Yarborough got elected to the senate the old fashioned way. He kept preaching his message until people finally listened. Actually, there was more to it. He had been an assistant attorney general for the state, then he left to go to WW II, then he returned and was encouraged to run for AG. Instead, he ran for governor. And lost. Keep in mind, Texas was pure Democratic then, so the real election was the primary, usually between a liberal and a conservative. So he lost in the primaries in 1952. He ran again in 1954, the year Brown v Board of Education was decided. Allan Shivers, who was the incumbent in 52 and 54 (two year terms back then), ran a nasty, racist campaign, calling Yarborough an "Intergrationist." No newspaper endorsed Yarborough, but he came very close to winning, anyway, maybe in part because of the nastiness of Shivers. Yarborough believed he might have won, and had it stolen.
So, in 1956, all the polls where showing Yarborough beating Shivers, and there was only one politician who could head off Yarborough. That was the US Senator, Price Daniels. So the backroom Democrats decided to run Daniels for governor, to prevent the liberal Yarborough from winning. Yarborough's story, and this is born out by most researchers on the matter, is that the polls showed him beating Daniels, but that Daniels simply had the state certify him as the winner by 9,000 votes. Many historians believe Yarborough actually won by 30,000 votes.
Since Daniels won, he had to resign as Senator, and Yarborough ran for his vacant seat in a special run-off, in 1957. Under Texas law, he only needed a plurality, out of a lot of candidates. He got 38% of the vote, but that was enough. Once in, he had the edge of an incumbent, and won in 58--the next scheduled election for that seat, and in 64 (against George Bush). He lost in the primaries in 1970 to Lloyd Bentsen, in a nasty, nasty campaign that he never forgave. I know he didn't forgive, because I knew him in 92, while he was 90, and he was still angry.
And you're right, he refused to sign the Manifesto, and he voted for every Civil Rights bill, and against Viet Nam, and for health care and GI Rights, and bilingual education. I never found an issue I didn't agree with him on. Part of my job for him was to research his speeches in his private collection looking for certain phrases. I would get so caught up in reading his speeches I'd forget what else I was doing. He had a mind and an eloquence at least as strong, to me, as Kennedy's.
I met old-timers in the 90s while I worked for Yarborough who said they hated Yarborough's politics, but voted for him every time, because he was the only politician they ever trusted. I knew a cop, a real hero cop here in Austin who's nickname was "Super Cop," who told me once that his father had taught him to vote using Ralph Yarborough as an example. The cop was Hispanic, and he said his father would make him walk with him on election day several miles, and stand in line for hours, just to cast a vote for Ralph Yarborough. I never once, ever, heard anyone say anything bad about him, except in reprints from his two elections, when he was attacked not just by George Bush and Lloyd Bentsen, but by no less than John Wayne, who took time off his movies to campaign against Yarborough. Even those I met who voted against him swore he was the most honest politician they'd ever heard of.

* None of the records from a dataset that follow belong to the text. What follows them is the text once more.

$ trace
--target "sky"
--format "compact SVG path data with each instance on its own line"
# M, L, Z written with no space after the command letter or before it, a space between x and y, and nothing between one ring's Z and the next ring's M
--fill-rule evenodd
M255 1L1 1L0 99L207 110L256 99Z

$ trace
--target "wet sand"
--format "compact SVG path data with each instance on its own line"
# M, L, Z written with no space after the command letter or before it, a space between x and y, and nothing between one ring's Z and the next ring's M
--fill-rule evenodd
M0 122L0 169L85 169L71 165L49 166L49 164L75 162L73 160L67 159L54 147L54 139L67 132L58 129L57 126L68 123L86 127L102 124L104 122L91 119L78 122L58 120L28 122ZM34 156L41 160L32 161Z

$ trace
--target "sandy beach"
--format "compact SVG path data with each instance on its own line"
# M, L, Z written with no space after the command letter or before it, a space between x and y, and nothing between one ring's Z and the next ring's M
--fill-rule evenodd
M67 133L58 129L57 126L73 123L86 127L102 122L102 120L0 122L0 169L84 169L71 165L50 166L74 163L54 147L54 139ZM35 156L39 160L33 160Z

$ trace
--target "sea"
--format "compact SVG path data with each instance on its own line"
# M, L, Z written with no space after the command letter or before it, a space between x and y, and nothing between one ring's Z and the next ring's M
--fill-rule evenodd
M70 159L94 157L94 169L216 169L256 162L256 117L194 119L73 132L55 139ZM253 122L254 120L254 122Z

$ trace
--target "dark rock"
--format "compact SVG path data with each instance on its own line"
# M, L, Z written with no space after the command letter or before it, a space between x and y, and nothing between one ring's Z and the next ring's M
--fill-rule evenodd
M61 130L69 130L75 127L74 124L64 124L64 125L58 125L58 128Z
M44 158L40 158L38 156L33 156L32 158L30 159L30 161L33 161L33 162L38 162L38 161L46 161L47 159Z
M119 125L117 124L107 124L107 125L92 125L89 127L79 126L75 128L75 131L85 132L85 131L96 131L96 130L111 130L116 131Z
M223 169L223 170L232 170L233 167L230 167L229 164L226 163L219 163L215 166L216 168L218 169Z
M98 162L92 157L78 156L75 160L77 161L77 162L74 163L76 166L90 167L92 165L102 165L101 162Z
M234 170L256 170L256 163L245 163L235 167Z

As for LBJ, Yarborough said he was very liberal, as many of his actions proved, but he was afraid to run the way Yarborough did. LBJ could lie up a storm, had no qualms about stealing anything, and was a manipulative bastard, but I heard Yarborough personally say that he loved "Lyndon" like a brother. At the same time, he accused Lyndon of stealing the phrase and concept of The Great Society from him. I did some research through Yarborough's speeches, and it looked to me like he was right. So they were rivals, but apparently, at least Ralph thought, they were friends.
Thurgood Marshall told a story about LBJ that I wish every DUer understood by heart. After LBJ signed the Civil Rights Bill of 1964, a group of civil rights leaders were in his office, and Lyndon let his hair down, so to speak, and was teary eyed about what they had finally accomplished. One of the leaders finally worked up the courage to ask him why he championed the bill so strongly, when he had always been so conservative as senator. LBJ made a comment about having to pretend to be conservative to win elections, so he could be where he was, and now that he was president, he said, he was "Free at last, free at last, thank God almight, I'm free at last." Marshall said that JFK had come late to the Civil Rights party, and that he never trusted RFK, but that LBJ had been a true believer his entire life.
LBJ had his fatal flaws, but his heart was better than people believe. But Ralph Yarborough was a saint. There aren't more than a handful in American politics who have been as pure as he was. He was the most impressive person I've ever met. I would go to his house being angry, wanting to go home, or just being plum worn out, and I never once left his house, no matter how bad my mood on arriving, without a big smile. They called him Smilin' Ralph, and I thought it was just about his constant smile before I met him. Afterwards, I realized it was because of how he made others feel. I've never met anyone else like that in my life.